We actually have surprisingly good set of data on what comets are made of; the data is lacking in certain details. Every comet so far outgasses mostly the same stuff. Water, Ammonia, Methane, dust particles.

It may take shovelling to get it; head out and cut & move 1/2 ton blocks of stuff into the airlock, close the airlock, heat the airlock, capture the ougassing and tank it, sweep out the dust remaining. Repeat.

T5.09, p.297,:
Fuel Bin, KCr 100, 1 ton TL 8 intake 20 tons of ice an hour, accept ice solids
Fuel purifier, 1 MCr, convert to fuel at rate of intake

Granted, there is more blue collar poetry in you description than in Canon.:)

have fun

Selandia
 
I wonder if there will be a movement to 'protect nature' and not use all this ice as interstellar gas stops.

I've often wondered that myself. hydrogen sources are "plentiful and cheap", but with all these ships and ports and cities and 100 billion people scooping it up for thousands of years at what point does it become an issue?
 
I've often wondered that myself. hydrogen sources are "plentiful and cheap", but with all these ships and ports and cities and 100 billion people scooping it up for thousands of years at what point does it become an issue?

Is it worth considering for game purposes? 1 hundred million years? 100 billions of people are not scooping it up. Corporation utilities are to supply the masses and ships are regularly refueling.

A single small gas giant is hundreds of times the size of Earth. Without studying gas production in each gas giant (a discussion beyond our present tech) within the 3I fantasy map it is difficult to address.

For that matter, we must also reconsider "waterless" systems. Simply because freestanding water is not present does not mean it cannot be produced and must be shipped in.
 
Is it worth considering for game purposes?

probably not. but one can't help noticing it.

might play a role in special cases. consider desert worlds - they will not allow unfettered depletion of their water resources for centuries. perhaps there are "terrorist" movements dedicated to destroying the world's tiny starport. perhaps visiting travellers have no idea why the local refinery always is being blown up. "ah geez, there it goes again. what do they have against space travel anyway? backward isolationists."
 
I've often wondered that myself. hydrogen sources are "plentiful and cheap", but with all these ships and ports and cities and 100 billion people scooping it up for thousands of years at what point does it become an issue?

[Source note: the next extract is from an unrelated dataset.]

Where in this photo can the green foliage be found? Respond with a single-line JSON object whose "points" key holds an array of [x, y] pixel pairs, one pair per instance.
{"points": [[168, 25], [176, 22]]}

While the game tells us the fuel is "used" or "burned", what it doesn't talk about is the exhaust from this use.

If burned, it becomes water again. Thrust out the the back, eventually collectors will clean up those microscopic ice crystals.

If fused in a fusion reaction, it can still be recovered and recycled. It really depends on what "used" means. Is jump fuel thrust into jump space? Where does it come out, does it come out? What happens with the fuel when it is used?